E a proposito di linee, molto interessante è il carro posteriore. L’attacco dei foderi alti è piuttosto basso, una soluzione insolita per una gravel. Ma questo rende la bici molto comoda e confortevole alle sollecitazioni verticali. Il pregio della K3 è che, nonostante questa scelta, trovano posto gomme fino a 45 millimetri. In teoria potrebbe entrarci anche un 50, ma in casa Parkpre lo sconsigliano in quanto troppo al limite.






Componentistica top
La K3 Gravel si avvale poi di altri due pezzi davvero di pregio e sempre “made in Parkpre”: il reggisella e il manubrio integrato.
Il reggisella è l’Aero Parkpre, pensato appositamente per questo telaio. Ha una forma “ovaleggiante” che ci saremmo aspettati più su una bici da corsa di pura impostazione racing, eppure dai test effettuati ha dato eccellenti risposte anche nell’offroad. Di sicuro è di grande impatto estetico.
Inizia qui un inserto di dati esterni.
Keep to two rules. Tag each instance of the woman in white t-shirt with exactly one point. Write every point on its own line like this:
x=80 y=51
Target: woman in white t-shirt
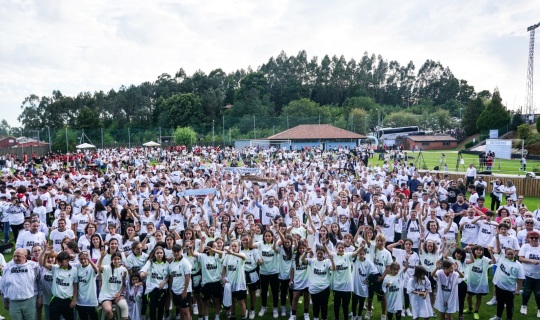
x=319 y=279
x=113 y=279
x=447 y=278
x=87 y=292
x=342 y=279
x=233 y=273
x=299 y=281
x=284 y=248
x=269 y=271
x=156 y=273
x=529 y=256
x=408 y=260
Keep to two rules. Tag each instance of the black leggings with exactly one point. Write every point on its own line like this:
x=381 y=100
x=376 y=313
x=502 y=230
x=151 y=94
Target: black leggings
x=273 y=281
x=504 y=297
x=283 y=290
x=87 y=313
x=320 y=303
x=156 y=299
x=462 y=294
x=60 y=307
x=358 y=301
x=341 y=299
x=390 y=316
x=406 y=300
x=15 y=228
x=530 y=286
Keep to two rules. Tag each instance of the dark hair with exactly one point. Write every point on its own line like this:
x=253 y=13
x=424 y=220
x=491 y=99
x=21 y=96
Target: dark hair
x=460 y=251
x=63 y=256
x=447 y=264
x=298 y=254
x=114 y=255
x=419 y=272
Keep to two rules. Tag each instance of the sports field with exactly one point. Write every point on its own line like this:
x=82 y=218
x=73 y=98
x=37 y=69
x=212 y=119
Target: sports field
x=436 y=158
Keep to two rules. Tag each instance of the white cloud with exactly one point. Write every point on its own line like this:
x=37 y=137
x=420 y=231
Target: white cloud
x=75 y=46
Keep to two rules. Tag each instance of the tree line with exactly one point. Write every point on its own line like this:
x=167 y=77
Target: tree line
x=353 y=94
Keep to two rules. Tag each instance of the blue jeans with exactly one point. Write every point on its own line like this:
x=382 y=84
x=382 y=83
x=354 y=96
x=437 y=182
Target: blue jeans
x=6 y=231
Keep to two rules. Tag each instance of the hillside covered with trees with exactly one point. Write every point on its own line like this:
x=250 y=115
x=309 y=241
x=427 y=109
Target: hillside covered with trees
x=283 y=92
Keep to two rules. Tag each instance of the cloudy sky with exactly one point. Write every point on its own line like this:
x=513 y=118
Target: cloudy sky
x=75 y=46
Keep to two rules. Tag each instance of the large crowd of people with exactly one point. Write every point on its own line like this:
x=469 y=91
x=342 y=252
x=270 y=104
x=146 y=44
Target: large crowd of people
x=169 y=233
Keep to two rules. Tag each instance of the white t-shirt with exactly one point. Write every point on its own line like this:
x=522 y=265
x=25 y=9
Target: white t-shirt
x=178 y=271
x=87 y=293
x=529 y=252
x=477 y=275
x=301 y=275
x=342 y=275
x=157 y=272
x=111 y=282
x=362 y=270
x=414 y=260
x=269 y=257
x=507 y=274
x=393 y=290
x=211 y=267
x=234 y=272
x=63 y=281
x=319 y=274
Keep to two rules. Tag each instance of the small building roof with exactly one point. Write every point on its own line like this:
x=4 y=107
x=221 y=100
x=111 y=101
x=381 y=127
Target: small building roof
x=315 y=131
x=431 y=138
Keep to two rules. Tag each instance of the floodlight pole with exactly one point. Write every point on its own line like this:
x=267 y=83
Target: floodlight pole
x=529 y=106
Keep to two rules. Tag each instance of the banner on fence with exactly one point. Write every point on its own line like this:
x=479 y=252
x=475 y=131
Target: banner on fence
x=258 y=179
x=242 y=170
x=197 y=192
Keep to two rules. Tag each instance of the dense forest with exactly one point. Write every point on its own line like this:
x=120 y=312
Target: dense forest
x=284 y=91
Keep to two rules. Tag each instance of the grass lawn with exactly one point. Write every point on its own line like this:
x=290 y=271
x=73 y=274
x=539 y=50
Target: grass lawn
x=486 y=311
x=434 y=158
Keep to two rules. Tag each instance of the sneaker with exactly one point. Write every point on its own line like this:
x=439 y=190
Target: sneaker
x=523 y=310
x=492 y=302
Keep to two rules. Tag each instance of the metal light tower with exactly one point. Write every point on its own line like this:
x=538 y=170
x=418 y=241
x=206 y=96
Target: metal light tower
x=529 y=106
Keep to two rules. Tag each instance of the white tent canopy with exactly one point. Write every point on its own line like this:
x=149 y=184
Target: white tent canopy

Si passa poi al manubrio. Anche questo è in carbonio monoscocca ed è il PFR DIRT, con una campanatura delle curve ad hoc per il gravel. Questo fa sì che il peso della K3 sia davvero contenuto e che nel complesso non risulti una linea massiccia, ma pulita. Nessun cavo esterno, nessun fronzolo: la K3 è pura sostanza.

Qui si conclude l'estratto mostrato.